并没有人下达停止撤退的命令,但在那一刻,所有的引擎都仿佛失去了动力。

一种巨大的、令人窒息的羞愧感,像是一记无形的耳光,狠狠地抽在了每一个地球人的脸上。

他们看到了什么?

他们看到了一群被他们视为“炮灰”、被他们出卖、被他们剥夺了补给和尊严的火星老兵,驾驶着那些连收废品站都嫌弃的古董战舰,为了掩护他们这群装备精良的“正规军”撤退,为了给那些曾经唾弃他们的地球同胞争取哪怕是一秒钟的生存时间,义无反顾地撞向了神明。

那不仅仅是一次自杀式袭击。那是对联邦那种精致利己主义的最高审判。

在那团光芒的冲击下,硅基舰队那严密的阵型终于出现了致命的松动。旗舰受损、逻辑链条断裂所引发的混乱,让它们那完美的包围圈出现了一个巨大的缺口。

“……撤。”

斯特劳斯准将瘫坐在总督府的地上,看着窗外那被火光染红的天空,从干裂的喉咙里挤出了一个字。他的声音不再傲慢,只剩下一种被彻底击碎后的空洞。

地球舰队开始撤退了。不是逃跑,而是撤退。这一次,他们走得很慢,很沉重。每一艘战舰在调转船头时,都像是要把这片星空的坐标,刻进自己的龙骨里。

他们活下来了。但他们知道,这份“生”,是用火星人的“死”换来的。

这座由康拉德将军用血肉铸成的“血色丰碑”,将永远矗立在木星的轨道上,成为横亘在地火两个世界之间,一道永远无法逾越、也永远无法被遗忘的伤痕。

……

同一时间,数亿公里之外。土星,土卫九轨道边缘。

这里远离了战火纷飞的火星与木星,是一片相对宁静的死寂之地。

“复仇女神”号正静静地悬浮在一块巨大的冰岩阴影中。舰体上的损伤已经被临时修补,那台拼凑起来的引擎正在低功率运转,发出平稳的嗡鸣声。

就在十分钟前,这支刚刚抵达土星战区的孤军,打了一场漂亮的遭遇战。

他们利用土卫九那不规则的引力场,成功伏击了一支落单的硅基侦察分队。王子轩亲自指挥,利用“尘埃”号带回来的数据模型,精准地预判了敌人的巡逻路线。

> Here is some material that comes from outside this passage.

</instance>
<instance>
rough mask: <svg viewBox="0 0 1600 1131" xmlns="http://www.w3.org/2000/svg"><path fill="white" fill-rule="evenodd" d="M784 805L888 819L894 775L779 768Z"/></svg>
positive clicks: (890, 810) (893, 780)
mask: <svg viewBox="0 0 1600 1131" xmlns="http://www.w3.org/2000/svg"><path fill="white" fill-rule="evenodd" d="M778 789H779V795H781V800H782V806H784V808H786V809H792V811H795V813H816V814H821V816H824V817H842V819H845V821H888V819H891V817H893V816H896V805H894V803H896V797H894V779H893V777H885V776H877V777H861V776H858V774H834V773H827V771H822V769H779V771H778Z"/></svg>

阿列克谢驾驶着战舰,像是一头在此地潜伏了万年的猎豹,在敌人进入盲区的一瞬间,发动了雷霆一击。

没有伤亡,没有损耗。三艘硅基侦察舰被干净利落地切断了能源节点,变成了漂浮的废铁。

这是一场教科书般的“次优解”战术胜利。

舰桥上,洋溢着一种久违的、压抑已久的喜悦气氛。

“哈哈哈哈!痛快!真他妈的痛快!”阿列克谢挥舞着手里那瓶劣质伏特加,大声笑着,“队长!你那一手‘引力弹弓’玩得太绝了!那帮石头脑袋还没反应过来,就被我们给拆了!”

“这下我们在土星算是站稳脚跟了!”老莫也难得地露出了笑容,他贪婪地看着屏幕上那些漂浮的敌舰残骸,“那些零件,足够我们把主炮再升级一次!”

就连一向冷静的开膛手和安娜,脸上也挂着轻松的笑意。这不仅仅是一场胜利,这是他们向这个残酷世界证明自己还活着的宣言。

王子轩站在指挥台前,看着部下们的笑脸,他的嘴角也微微上扬。在这冰冷的深空中,这份温情是如此的珍贵。

“大家做得很好。”王子轩的声音里带着一丝疲惫的欣慰,“尽快打扫战场,我们要赶在硅基主力反应过来之前转移。这只是第一步……”

“我们杀了几只侦察兵,而他们杀死了我们的父亲。”

王子轩走到海图桌前,伸手将那张标示着“土星战区”的星图狠狠地拉大。

“老莫,把那些残骸里的有用东西全部拆下来,装到我们的船上。哪怕是一颗螺丝钉也不要放过。”

“开膛手,零号。我要你们立刻解析康拉德将军留下的那枚芯片。我要知道每一个物资点的坐标,每一个潜伏人员的名单。”

“我们要扩军。我们要变强。我们要变成一支让整个太阳系都颤抖的军队。”

“可是队长……”阿列克谢,“我们现在去哪?回火星报仇吗?”

“不。”

王子轩摇了摇头。他的声音冷得像这太空中的真空。

“现在回去,就是辜负了将军的牺牲。就是送死。”

“我们去土星深处的“炼狱”基地。去那片最黑暗、最危险、连硅基人都不敢轻易涉足的乱石带。”

“我们要在那里扎根。要在那里像野草一样疯长。”

“我们要让地球人以为我们死了。让硅基人以为我们逃了。”

“我们要忍耐。要等待。”

王子轩缓缓转过身,背对着众人,面对着那浩瀚无垠的星河。

他在心中,对着那个逝去的灵魂,立下了一个无声的誓言。

“将军,您看着吧。”

“您用血肉筑起了丰碑。而我,会用敌人的尸骨,为您铺出一条通往胜利的路。”

“从今天起,我不为我而活。”

“我只为……复仇,与生存。”

他一直那样站着,像一尊雕塑,在那扇巨大的舷窗前,沉默了整整一夜。

没有人敢去打扰他。

当第二天的“太阳”——那颗遥远而微弱的恒星,从土星的光环背后缓缓升起,将第一缕苍白的光辉洒在“复仇女神”号的舰首时。

王子轩转过了身。

他的眼神里,某种纯粹的东西永远地死去了。

取而代之的,是一种钢铁般的、超越了个人情感的、绝对理性的冰冷意志。

“出发。”

他下达了命令。

“复仇女神”号发出一声低沉的咆哮,像是一头受了重伤但却更加凶猛的孤狼,转身没入了那片无尽的黑暗之中。